I'm such a bad wait-er
I'm very psyched for the weekend! I took tomorrow off to spend with Carl and the girls. Carl's hours suck, and so I always find myself wishing the day away on Fridays so that I can run home to be with the fam. Who knows what we're doing tomorrow, but it will be so nice to get an extra day to spend together. Seeing your husband for 2 days a week is super sucky, especially when he lives with you. It's almost like having a little tease...haha he's here, but too bad because you only get to see him for 10 minutes before you go to work.

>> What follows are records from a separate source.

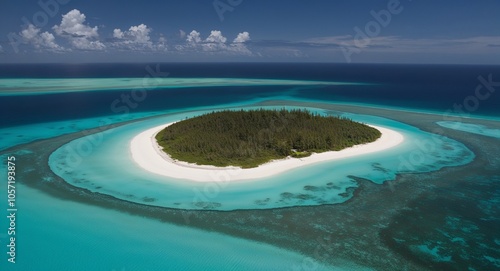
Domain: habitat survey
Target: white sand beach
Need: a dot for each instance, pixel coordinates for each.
(148, 154)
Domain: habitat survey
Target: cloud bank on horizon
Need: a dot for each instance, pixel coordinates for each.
(81, 36)
(391, 31)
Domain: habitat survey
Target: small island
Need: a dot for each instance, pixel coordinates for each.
(249, 138)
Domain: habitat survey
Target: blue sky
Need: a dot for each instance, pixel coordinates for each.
(357, 31)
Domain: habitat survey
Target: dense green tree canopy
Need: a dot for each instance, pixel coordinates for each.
(251, 138)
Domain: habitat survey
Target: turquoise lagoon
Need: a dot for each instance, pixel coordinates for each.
(102, 162)
(57, 234)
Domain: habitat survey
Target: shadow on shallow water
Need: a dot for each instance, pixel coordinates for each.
(445, 220)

Carl went on a job interview yesterday for what seemingly appears to be his "dream job". It involves both management and pools, his two professional loves. The best part of this job: the hours, during the winter, spring and fall he would generally only work 9-4! I would have a husband back and I wouldn't feel like a single mom!!! So the tough part is waiting to hear if he gets it. This is the part that I'm sucky at. I catch myself sitting at my desk dreaming of what it would be like to have a family dinner on gasp, a Wednesday night or how much I would love to be able to come home some nights and just be able to relax knowing that someone else is home to make dinner. Most of all, I think about how much I would love to have someone there to talk to when I get home from work (instead of saving a days worth of thoughts until 9:40 when Carl gets home). But then I catch myself. He hasn't been offered the job, and he's been on lots of interviews recently where he hasn't been offered the job. As the time is ticking by ever so slowly, and I'm waiting and waiting and waiting to hear, my hopes are getting smaller and smaller and smaller. Almost 4 years of spending 4 long nights a week alone are really starting to drain me, and I just want something new, for Carl and me.
Gosh, I hope this works out and I have good news to share, both about the weekend and the job on Monday!